The seafood at Benny’s Chophouse has also been justly praised, with oysters and prawns, scallops and seafood towers, a big selection from the raw bar and some prepared items like oysters Rockefeller and shrimp DeJonghe.
Winner of a Wine Spectator Restaurant Award, Benny’s Chop House has a very strong selection of wines. The World of Fine Wine also recognized Benny’s Chop House with a place on its list of the World’s Best Wine Lists (only 224 restaurants in the entire world received this award).
The wine list at Benny’s Chop House is truly massive, with a full page devoted to wine by the glass (with prices as low as $12 for a pinot grigio from Veneto, all the way up to a $35 glass of George pinot noir from the Russian River Valley, and a lot in-between). Of special interest is a category of “eclectic reds” which includes a Syrah from Lebanon, a Cabernet from Nemea in Greece, and a Cabernet-Pinot Noir blend from Slovenia.
All the wine at Benny’s Chop House is cellared at 55 degrees Fahrenheit, but it can be chilled upon request.

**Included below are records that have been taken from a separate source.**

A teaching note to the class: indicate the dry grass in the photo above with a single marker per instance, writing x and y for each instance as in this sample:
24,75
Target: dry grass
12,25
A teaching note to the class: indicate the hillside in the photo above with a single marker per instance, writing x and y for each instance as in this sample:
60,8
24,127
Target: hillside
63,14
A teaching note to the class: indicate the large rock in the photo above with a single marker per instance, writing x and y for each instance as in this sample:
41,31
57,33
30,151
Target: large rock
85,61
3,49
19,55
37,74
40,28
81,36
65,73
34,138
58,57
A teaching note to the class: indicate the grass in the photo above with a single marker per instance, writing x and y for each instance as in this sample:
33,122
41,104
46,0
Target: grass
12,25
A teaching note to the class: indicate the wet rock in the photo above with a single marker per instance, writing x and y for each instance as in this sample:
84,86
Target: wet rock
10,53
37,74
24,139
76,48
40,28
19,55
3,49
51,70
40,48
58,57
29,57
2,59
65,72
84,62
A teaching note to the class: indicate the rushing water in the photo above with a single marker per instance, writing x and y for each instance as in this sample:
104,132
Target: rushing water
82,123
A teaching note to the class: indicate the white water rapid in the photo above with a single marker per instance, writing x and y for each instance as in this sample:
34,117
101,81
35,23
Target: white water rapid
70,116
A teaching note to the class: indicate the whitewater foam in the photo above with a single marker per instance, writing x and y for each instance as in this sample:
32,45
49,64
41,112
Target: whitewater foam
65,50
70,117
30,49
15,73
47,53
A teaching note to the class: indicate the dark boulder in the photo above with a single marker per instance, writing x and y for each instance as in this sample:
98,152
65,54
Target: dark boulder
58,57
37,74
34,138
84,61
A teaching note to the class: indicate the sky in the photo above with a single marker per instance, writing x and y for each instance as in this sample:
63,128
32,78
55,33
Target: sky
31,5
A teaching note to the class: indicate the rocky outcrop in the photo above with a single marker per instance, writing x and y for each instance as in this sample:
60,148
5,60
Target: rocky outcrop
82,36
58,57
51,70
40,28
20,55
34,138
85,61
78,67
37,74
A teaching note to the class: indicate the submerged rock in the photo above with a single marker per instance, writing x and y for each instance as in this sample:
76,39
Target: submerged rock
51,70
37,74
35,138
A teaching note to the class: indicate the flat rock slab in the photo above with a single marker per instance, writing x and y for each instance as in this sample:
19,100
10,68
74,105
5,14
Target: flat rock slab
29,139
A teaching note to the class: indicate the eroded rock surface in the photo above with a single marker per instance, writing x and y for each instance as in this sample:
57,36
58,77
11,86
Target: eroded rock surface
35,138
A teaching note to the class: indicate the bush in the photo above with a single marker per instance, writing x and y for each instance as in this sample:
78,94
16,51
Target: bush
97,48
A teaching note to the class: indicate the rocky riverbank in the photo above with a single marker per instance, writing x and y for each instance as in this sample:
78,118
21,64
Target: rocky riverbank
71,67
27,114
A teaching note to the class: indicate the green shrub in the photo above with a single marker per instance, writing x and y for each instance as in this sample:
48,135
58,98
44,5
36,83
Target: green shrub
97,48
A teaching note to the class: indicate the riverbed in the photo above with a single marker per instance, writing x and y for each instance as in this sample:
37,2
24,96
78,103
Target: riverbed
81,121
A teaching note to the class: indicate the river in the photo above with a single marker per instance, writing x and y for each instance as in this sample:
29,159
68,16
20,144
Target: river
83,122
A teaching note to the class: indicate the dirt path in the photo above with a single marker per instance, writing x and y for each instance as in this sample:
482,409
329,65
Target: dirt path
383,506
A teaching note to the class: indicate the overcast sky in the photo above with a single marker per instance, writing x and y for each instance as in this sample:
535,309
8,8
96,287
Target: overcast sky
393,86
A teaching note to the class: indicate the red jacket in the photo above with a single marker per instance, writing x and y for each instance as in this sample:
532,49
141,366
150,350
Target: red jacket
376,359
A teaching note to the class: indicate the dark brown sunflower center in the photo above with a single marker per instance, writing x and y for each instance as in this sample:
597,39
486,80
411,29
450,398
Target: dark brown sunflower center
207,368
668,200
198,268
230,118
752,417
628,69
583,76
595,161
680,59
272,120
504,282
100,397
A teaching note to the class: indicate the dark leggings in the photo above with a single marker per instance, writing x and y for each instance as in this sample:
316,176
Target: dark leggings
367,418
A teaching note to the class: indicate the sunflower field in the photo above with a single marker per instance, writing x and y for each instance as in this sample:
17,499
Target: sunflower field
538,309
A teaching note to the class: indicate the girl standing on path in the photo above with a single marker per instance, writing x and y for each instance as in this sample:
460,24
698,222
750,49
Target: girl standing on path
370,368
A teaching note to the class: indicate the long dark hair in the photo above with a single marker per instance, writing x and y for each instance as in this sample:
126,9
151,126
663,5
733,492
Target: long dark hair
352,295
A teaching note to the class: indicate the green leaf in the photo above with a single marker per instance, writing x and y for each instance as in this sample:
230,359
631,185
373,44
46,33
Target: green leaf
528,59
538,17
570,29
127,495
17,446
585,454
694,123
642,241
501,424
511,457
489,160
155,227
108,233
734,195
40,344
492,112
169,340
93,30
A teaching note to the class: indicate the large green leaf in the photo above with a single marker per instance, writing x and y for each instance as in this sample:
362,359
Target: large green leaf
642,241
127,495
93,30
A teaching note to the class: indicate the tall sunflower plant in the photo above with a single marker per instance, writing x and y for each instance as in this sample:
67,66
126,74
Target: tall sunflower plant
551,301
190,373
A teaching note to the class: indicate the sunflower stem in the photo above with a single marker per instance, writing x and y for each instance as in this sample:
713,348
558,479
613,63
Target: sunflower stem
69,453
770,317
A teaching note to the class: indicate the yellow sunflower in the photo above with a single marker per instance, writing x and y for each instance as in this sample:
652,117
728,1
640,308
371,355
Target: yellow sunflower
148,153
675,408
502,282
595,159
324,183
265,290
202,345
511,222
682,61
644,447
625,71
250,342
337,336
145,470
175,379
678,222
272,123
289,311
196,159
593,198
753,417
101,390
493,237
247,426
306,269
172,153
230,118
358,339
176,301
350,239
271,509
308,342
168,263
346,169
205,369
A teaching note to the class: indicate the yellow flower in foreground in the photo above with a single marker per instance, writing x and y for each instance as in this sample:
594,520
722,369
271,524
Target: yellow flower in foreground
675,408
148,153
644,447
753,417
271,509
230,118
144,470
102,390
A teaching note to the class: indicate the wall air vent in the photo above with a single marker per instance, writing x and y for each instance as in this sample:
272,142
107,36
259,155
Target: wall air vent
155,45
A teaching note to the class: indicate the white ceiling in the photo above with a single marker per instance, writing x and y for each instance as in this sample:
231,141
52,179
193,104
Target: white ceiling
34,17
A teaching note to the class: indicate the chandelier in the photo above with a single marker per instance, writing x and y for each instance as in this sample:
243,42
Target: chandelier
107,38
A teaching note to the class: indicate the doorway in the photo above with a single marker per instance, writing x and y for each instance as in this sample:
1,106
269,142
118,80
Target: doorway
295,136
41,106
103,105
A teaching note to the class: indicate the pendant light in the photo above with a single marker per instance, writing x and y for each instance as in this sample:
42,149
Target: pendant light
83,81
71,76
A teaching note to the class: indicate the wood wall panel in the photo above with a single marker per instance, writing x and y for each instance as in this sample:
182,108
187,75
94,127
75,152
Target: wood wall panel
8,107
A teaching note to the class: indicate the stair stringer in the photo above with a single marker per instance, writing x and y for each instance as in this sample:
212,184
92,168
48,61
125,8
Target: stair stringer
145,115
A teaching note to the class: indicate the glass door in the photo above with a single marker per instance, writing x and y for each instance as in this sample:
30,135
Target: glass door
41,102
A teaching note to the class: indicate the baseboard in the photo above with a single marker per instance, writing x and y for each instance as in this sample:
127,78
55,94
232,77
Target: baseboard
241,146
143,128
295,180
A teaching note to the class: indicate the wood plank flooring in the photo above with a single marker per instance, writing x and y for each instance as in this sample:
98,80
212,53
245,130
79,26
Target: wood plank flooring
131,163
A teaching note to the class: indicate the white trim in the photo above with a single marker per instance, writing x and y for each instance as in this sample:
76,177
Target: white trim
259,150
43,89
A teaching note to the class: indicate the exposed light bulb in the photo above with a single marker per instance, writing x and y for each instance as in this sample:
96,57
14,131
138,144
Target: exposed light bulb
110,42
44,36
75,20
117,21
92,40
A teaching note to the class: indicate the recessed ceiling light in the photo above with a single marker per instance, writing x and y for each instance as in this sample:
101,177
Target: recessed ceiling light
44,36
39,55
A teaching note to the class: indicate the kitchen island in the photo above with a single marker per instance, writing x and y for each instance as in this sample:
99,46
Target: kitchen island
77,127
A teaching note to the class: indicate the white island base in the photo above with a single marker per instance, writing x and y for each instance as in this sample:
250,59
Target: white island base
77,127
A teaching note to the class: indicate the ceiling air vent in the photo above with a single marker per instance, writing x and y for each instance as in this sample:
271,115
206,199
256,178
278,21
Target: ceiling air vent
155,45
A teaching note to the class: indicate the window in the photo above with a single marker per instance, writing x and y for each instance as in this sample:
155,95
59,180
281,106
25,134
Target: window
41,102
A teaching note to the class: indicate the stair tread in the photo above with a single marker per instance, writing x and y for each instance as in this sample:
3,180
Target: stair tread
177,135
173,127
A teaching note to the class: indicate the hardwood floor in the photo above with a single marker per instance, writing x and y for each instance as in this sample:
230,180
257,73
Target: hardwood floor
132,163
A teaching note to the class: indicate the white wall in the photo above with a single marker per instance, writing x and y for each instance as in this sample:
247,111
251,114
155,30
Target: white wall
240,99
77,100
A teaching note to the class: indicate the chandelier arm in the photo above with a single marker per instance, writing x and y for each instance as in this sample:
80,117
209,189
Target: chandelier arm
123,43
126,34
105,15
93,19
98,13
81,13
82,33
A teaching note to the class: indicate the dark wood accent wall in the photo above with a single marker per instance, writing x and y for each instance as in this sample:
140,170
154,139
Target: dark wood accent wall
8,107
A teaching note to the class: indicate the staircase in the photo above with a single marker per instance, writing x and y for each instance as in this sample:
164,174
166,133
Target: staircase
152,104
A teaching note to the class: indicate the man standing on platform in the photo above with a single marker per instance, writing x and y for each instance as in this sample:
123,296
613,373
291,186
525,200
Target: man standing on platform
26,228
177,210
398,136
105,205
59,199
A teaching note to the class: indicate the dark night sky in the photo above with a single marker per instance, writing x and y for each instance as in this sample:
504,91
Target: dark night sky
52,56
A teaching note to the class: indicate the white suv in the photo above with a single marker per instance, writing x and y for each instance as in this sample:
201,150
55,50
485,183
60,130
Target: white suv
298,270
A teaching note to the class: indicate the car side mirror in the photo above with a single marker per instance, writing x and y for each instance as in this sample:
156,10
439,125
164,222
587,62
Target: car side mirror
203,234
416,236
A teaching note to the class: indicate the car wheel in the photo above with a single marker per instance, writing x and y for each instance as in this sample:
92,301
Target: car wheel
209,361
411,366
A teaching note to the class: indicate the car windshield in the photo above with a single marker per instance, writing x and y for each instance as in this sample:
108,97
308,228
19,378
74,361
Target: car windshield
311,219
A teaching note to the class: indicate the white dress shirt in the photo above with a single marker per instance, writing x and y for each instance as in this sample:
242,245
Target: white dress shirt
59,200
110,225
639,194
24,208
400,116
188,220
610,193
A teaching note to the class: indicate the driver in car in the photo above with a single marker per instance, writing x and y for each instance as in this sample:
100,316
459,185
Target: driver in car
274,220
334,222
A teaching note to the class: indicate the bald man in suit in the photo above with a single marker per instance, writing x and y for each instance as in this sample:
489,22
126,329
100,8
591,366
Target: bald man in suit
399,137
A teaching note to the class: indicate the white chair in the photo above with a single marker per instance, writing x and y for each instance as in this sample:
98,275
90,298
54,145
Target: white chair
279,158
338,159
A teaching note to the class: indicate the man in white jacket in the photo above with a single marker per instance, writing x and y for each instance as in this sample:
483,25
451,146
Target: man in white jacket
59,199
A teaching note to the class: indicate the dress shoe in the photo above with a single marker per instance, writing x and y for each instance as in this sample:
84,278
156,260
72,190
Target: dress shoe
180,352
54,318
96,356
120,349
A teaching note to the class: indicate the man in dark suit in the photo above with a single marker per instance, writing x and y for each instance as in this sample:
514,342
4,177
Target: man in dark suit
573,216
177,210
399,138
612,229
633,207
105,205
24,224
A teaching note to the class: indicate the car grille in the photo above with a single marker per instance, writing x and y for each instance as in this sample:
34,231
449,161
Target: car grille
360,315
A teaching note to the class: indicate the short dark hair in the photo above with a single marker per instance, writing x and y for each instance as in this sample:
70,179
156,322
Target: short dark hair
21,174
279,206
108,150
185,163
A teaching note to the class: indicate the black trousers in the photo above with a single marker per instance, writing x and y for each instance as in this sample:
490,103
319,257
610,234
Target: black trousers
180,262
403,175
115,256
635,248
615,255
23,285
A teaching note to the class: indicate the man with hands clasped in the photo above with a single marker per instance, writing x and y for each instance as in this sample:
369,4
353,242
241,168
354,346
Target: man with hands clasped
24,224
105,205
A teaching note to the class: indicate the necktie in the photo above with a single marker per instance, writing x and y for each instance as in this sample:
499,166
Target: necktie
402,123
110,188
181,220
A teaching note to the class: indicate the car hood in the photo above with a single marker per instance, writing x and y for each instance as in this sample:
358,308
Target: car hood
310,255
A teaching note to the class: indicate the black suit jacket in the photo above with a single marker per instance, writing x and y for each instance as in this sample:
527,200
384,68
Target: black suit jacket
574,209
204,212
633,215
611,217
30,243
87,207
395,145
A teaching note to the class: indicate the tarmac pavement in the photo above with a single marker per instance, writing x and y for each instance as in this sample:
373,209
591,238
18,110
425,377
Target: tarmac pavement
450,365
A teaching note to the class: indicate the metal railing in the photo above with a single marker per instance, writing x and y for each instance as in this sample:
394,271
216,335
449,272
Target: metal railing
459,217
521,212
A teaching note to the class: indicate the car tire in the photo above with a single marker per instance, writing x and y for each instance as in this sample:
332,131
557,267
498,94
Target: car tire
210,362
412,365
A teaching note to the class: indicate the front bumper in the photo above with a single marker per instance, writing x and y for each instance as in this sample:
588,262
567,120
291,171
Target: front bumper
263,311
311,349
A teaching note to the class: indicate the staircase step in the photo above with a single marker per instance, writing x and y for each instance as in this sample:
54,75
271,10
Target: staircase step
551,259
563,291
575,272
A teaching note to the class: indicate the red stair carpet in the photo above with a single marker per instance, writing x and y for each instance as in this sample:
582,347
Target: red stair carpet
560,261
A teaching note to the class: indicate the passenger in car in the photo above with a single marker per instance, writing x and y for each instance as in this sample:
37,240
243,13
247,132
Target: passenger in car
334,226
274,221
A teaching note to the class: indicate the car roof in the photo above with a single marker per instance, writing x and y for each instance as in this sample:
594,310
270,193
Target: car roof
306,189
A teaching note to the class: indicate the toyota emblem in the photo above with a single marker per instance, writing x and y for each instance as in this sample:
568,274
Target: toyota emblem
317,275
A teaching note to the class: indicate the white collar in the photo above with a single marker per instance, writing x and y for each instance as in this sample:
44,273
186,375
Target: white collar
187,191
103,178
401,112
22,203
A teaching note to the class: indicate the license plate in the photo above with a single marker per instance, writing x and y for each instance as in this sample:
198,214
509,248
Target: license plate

Steak always seems to be a celebration, and closing the meal with a cake seems right: there’s chocolate layer cake and carrot cake, of course. After all the outstanding meat, seafood and wine, however, you may very well be most in the mood for something lighter, and we’d recommend the wild passion fruit or berry sorbets. Both of these chilled desserts provide just a little bit of sweetness, and close to zero richness, to end a meal that admittedly tends toward the luxuriously, wonderfully rich.